# Süntel ? Fährt da keiner ???



## Downhillfaller (26. März 2007)

Gib es hier auch Leute die sich im Süntel auskennen ?
Warum fährt da kaum einer? Am Sonntag haben wir keinen einzigen Biker getroffen und nur wenige Wanderer  
Und das an so einem Super-Sonntag! Wir sind extra nicht im Deister gefahren, und das wahr gut so.

Nur haben wir noch nicht so richtig Trails gefunden. Wer hat einen Tipp? 
Wir starten meistens so in der nähe von Hülsede, Kessiehausen,Rannenberg und Rodenthal.

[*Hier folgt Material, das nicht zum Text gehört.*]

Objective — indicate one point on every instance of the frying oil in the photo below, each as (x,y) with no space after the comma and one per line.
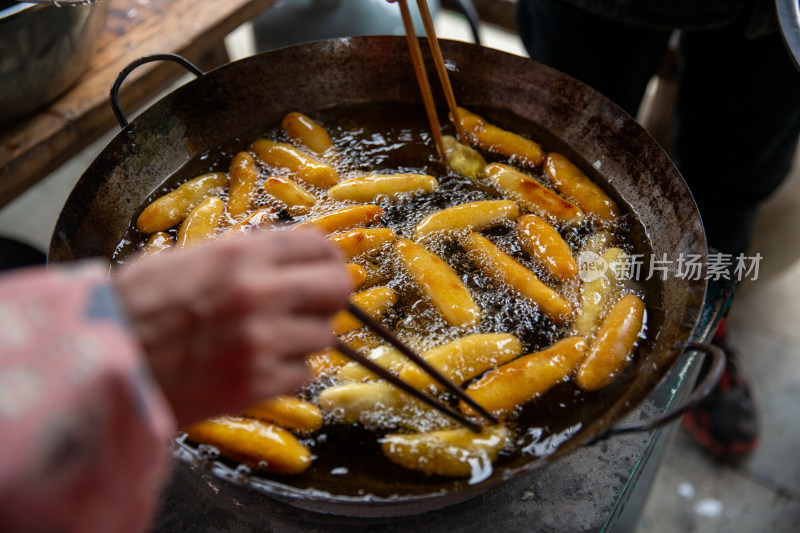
(393,138)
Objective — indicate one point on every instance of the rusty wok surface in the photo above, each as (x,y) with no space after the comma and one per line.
(241,99)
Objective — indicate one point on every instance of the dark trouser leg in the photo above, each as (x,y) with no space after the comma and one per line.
(737,127)
(615,59)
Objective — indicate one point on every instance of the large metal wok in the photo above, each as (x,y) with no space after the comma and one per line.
(241,99)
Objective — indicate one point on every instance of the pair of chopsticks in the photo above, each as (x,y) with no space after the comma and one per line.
(390,337)
(422,77)
(436,130)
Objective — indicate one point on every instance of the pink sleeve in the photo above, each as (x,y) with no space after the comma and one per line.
(84,430)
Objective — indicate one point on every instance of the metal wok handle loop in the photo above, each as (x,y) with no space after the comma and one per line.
(702,390)
(133,65)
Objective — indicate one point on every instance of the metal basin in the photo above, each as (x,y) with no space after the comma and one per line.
(45,49)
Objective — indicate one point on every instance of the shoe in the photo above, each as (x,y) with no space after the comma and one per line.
(725,423)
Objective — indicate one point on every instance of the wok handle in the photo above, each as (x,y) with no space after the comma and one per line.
(702,390)
(133,65)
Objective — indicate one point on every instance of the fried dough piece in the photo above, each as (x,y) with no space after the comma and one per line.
(463,159)
(357,274)
(261,445)
(362,241)
(532,195)
(612,347)
(542,241)
(505,270)
(285,156)
(499,141)
(243,184)
(439,282)
(297,199)
(369,188)
(201,223)
(473,216)
(507,387)
(288,412)
(169,210)
(307,132)
(158,243)
(576,186)
(598,295)
(463,359)
(452,453)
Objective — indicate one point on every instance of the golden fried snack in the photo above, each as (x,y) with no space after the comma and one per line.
(532,195)
(543,242)
(369,188)
(463,159)
(379,404)
(505,270)
(463,359)
(612,347)
(243,184)
(505,388)
(307,132)
(574,184)
(375,301)
(297,199)
(499,141)
(598,295)
(386,356)
(158,243)
(201,223)
(288,412)
(357,273)
(453,453)
(169,210)
(473,216)
(285,156)
(344,219)
(439,282)
(261,445)
(362,241)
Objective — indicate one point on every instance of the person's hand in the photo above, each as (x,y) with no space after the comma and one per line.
(227,324)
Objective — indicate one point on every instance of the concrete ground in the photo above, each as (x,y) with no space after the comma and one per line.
(692,492)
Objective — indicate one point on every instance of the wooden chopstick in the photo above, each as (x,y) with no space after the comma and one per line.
(396,381)
(444,78)
(386,334)
(422,77)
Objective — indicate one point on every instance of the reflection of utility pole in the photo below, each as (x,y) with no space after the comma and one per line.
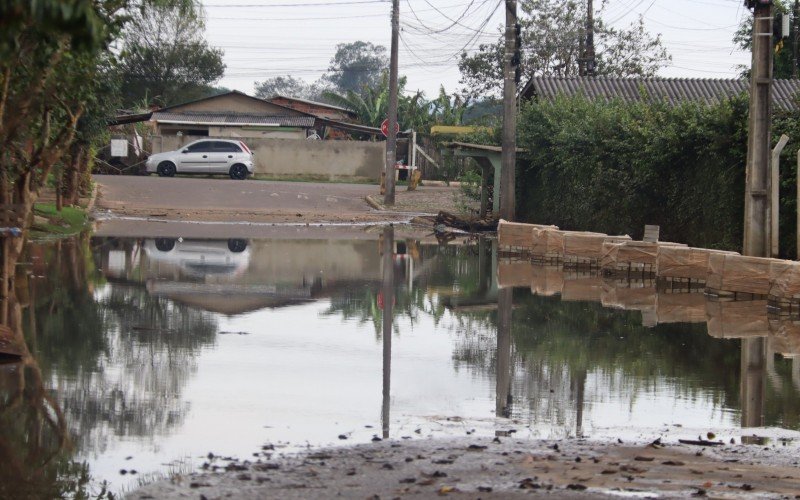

Über ein paar "verschwingene Tipps" per Mail wäre ich sehr dankbar 

Grüße
Downhillfaller


----------



## schappi (28. März 2007)

Hallo Dirk,

Ich kenne mich im Süntel auch nicht aus. Wäre aber gerne bereit mal mitzukommen wenn ihr einen Ortskundigen gefunden habt.
habt Ihr Lust am Sonntag mit im Deister zu fahren
Gruß
Carsten


----------



## MTB-News.de




----------



## Downhillfaller (29. März 2007)

Hi Carsten,

leider habe ich noch keine Infos. Den Süntel gibts wohl nicht auf der MTB-Karte   

Vielleicht erbarmt sich noch einer   

Gruß
Downhillfaller


----------



## Downhillfaller (12. April 2007)

Downhillfaller schrieb:


> Hi Carsten,
> 
> leider habe ich noch keine Infos. Den Süntel gibts wohl nicht auf der MTB-Karte
> 
> ...



So, am WE wollen wir mal die "Geheimtipps" testen  

Schappi: wir werden erst mal testen und ich sage dir dann wie es war.


----------



## könni__ (13. April 2007)

Hallo ich glaube im Süntel gibt es doch Mountainbiker! komme ursprünglich aus Hameln und konnte mich noch an den Namen dieser Gruppe erinnern. Kenne sie aber nicht persönlich. 
Gruss Michael
Hier der Link für die Süntelbiker: http://www.hoefingen.net/biker/index0.htm


----------



## insider (14. April 2007)

Hallo Dirk (Downhillfahrer),

unser "Treffen" vor ein paar Wochen in Bückeburg (Kaufhaus N) war ja ganz nett. Hat man sich nach langen Jahren mal wiedergesehen 

Sicher gibts im Süntel auch schöne Trails, und keiner kennt die wohl besser als die Suentelbiker. Der Süntel und das weiterverlaufende Weserbergland ist, zum Glück, nicht ganz so "befahren" + "bewandert" wie der Deister. 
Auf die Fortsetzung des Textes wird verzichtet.